A 10ª edição do GUIdance encerra as cortinas no dia 16 de fevereiro com a estreia nacional de Des gestes blancs, espetáculo para famílias da Naïf Production, uma fábrica de espetáculos ao vivo e aventuras coreográficas coletivas que questionam a convivência. Nesta criação de Sylvain Bouillet com dramaturgia de Lucien Reynès, oito é uma idade emocionante. A imaginação é imensa e a energia nunca acaba. Entre a independência autodeclarada e a necessidade de cuidado e conforto, as crianças correm, sem freios e sem pausas, e aprendem, brincando. Em Des gestes blancs, Sylvain e Charlie Bouillet, pai e filho de 8 anos, exploram um relacionamento altamente físico e emocional, numa jornada de descoberta tanto para o adulto, como para a criança atrevida.

As imprescindíveis e igualmente centrais atividades paralelas do festival oferecem a oportunidade de contacto com alguns dos mais importantes e celebrados coreógrafos internacionais a profissionais e alunos de dança de nível avançado através das masterclasses com a Akram Khan Company (7 fevereiro) e a Compagnie Marie Chouinard (16 fevereiro), mediante inscrição até 26 de janeiro.
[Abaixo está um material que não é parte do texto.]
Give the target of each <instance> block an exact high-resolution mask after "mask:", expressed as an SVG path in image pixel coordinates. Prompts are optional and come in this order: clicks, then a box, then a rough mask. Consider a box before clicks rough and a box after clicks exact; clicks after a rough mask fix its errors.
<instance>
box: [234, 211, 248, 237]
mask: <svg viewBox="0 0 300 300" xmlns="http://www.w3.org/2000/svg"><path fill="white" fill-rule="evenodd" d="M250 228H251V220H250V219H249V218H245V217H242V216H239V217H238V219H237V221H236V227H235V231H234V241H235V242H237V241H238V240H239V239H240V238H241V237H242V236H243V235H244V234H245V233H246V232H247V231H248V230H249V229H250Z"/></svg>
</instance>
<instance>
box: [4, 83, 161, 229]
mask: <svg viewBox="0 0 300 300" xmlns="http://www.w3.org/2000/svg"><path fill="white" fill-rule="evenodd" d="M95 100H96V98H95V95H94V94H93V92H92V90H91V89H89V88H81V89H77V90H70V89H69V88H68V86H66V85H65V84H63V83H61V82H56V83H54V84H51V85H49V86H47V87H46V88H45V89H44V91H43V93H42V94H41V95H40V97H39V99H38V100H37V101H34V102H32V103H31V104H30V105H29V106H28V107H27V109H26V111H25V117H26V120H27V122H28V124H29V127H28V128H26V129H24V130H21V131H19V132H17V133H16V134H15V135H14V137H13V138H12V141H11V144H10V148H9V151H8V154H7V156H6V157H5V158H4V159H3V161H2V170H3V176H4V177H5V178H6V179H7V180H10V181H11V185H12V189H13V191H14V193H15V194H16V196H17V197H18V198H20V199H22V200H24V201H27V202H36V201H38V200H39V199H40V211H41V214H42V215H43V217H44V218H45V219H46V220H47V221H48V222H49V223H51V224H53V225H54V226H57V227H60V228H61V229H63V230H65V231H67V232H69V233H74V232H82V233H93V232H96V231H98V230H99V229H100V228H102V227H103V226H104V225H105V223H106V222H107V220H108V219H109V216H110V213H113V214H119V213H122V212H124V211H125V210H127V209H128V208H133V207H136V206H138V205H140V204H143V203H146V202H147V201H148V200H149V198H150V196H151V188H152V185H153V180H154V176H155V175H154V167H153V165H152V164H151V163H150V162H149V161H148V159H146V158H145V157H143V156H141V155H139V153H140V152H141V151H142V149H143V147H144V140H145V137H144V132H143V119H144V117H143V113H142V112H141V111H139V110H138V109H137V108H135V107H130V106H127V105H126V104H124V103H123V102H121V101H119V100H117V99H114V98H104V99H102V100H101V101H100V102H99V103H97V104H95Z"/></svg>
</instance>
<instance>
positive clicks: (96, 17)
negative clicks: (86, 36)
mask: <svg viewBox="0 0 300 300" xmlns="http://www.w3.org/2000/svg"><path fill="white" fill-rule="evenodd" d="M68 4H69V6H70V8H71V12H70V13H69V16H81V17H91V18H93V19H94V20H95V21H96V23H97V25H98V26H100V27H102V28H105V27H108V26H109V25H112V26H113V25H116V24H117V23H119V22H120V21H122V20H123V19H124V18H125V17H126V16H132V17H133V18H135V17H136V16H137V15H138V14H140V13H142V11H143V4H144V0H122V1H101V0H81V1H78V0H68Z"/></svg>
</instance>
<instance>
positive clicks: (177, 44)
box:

A programação paralela do festival chega a todo o público por intermédio de dois debates (8 e 15 fevereiro) moderados por Cláudia Galhós sob o mote ‘Pensar, Sentir, Dançar’; conversas pós-espetáculo que marcam encontro de criadores como Vera Mantero, Akram Khan Company e Compagnie Marie Chouinard com o público após as respetivas apresentações, para um momento de proximidade descontraído e interativo; os embaixadores da dança que levam coreógrafos como Tânia Carvalho e Sofia Dias & Vítor Roriz a partilhar o seu percurso, a sua experiência de vida e as suas visões artísticas em contexto de sala de aula. Uma visita devolvida depois pelos alunos, para assistirem ao espetáculo do criador que com eles estabeleceu um sentido de partilha; e ainda ensaios abertos para escolas de dança de Guimarães, que durante o GUIdance são convidadas a assistir aos ensaios das companhias presentes no programa, seguidos de uma conversa com Cláudia Galhós.